Funny you should mention the wedding notices in the Times. After obituaries (which are known to be favorites with readers everywhere), I find these strangely compelling. When I was young I would keep my eyes out for people I’d gone to college with, but in a few years that great wave had passed through the matrimonial python (kinda like all those bar mitzvahs when I was 13) and I moved West, where at some point the LA Times, perhaps in thrall to its famous political correctness, gave up on these. Now that I’m back in the East and wedding notices are again readily available, I find myself reading them anew. I think Jane Austen was onto something here. Marriage is where love and money come together. Who can resist such a subject? As for “first-time brides over the age of 37 whose husbands aren’t total losers,” I hate to say this, Lisa, but among the men I know even the total losers are taken. Heck, look at me!

On the other hand, you expressed fear I might write about index funds or some such. No way! Sure, the New York Times has Japan’s central banker saying his country’s top banks are in deep trouble, but geez, that’s no news to anybody. (And talk about reversals–the same paper reports that Citibank is shooting for a billion customers by 2010!) I wonder, though, if some basic principles of economics should be applied to the problem of mating. Some women I know have found happiness as what might be called value investors in this department, hitching up with, well, not total losers but what might be called turnaround situations. Fixer uppers, in real estate parlance. The financial pages are full of these. The guys over at Long Term Capital, for instance. Does it really matter if a guy is worth $10 million instead of $100 million? As long as he doesn’t go ahead and pull down the entire global financial system with insanely arcane bets on the movement of bond prices, why not take a second look? You mention the deification of Darryl Strawberry. Perfect example! Shane Spencer is the growth stock, sure, but Strawberry’s where value investors will wanna put their money.
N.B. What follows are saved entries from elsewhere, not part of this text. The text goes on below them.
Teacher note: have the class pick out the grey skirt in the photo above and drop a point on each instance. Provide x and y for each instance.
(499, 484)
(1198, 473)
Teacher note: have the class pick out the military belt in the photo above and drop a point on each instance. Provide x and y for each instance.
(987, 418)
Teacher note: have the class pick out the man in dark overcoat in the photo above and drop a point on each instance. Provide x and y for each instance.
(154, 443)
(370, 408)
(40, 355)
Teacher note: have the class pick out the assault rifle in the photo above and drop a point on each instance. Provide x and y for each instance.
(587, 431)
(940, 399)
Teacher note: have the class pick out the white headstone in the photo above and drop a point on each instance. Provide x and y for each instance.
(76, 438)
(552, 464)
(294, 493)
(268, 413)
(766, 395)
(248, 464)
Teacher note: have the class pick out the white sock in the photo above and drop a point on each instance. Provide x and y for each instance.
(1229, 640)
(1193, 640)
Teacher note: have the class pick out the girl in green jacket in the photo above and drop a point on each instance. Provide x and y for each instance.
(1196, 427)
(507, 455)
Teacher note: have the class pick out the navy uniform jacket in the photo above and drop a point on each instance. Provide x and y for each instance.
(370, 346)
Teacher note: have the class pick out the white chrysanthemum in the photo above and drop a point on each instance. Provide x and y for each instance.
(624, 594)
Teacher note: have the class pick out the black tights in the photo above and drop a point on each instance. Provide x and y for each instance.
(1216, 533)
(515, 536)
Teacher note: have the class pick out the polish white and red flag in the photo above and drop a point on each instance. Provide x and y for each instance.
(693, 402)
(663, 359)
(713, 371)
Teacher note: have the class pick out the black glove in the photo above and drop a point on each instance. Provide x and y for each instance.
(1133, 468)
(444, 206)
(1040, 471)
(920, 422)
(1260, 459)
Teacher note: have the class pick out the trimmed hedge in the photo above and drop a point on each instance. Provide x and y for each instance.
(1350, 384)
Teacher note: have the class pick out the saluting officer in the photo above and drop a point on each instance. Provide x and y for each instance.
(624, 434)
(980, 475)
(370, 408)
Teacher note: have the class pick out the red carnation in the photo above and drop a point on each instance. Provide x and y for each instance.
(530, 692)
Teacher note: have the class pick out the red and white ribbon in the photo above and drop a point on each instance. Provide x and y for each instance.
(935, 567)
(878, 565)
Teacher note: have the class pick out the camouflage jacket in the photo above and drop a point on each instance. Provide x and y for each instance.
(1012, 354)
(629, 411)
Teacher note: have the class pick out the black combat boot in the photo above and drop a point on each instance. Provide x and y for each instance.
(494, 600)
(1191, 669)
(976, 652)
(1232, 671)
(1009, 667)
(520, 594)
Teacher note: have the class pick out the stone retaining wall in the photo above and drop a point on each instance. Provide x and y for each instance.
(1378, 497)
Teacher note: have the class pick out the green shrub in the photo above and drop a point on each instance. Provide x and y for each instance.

As to Ross Perot, whom you spotted over the weekend on TV, he’s another example of the Al Sharpton phenomenon I mentioned. Contrary to Andy Warhol’s comment about 15 minutes of fame, celebrities seem to me more like baseball managers. No matter how screwy or inept, they just keep moving from team to team, somehow never getting drummed out of the game. But remember, it wasn’t Ross who said something depended on “what the meaning of is is,” or who–oh well, you know. Sigh. Modestly attired, I remain.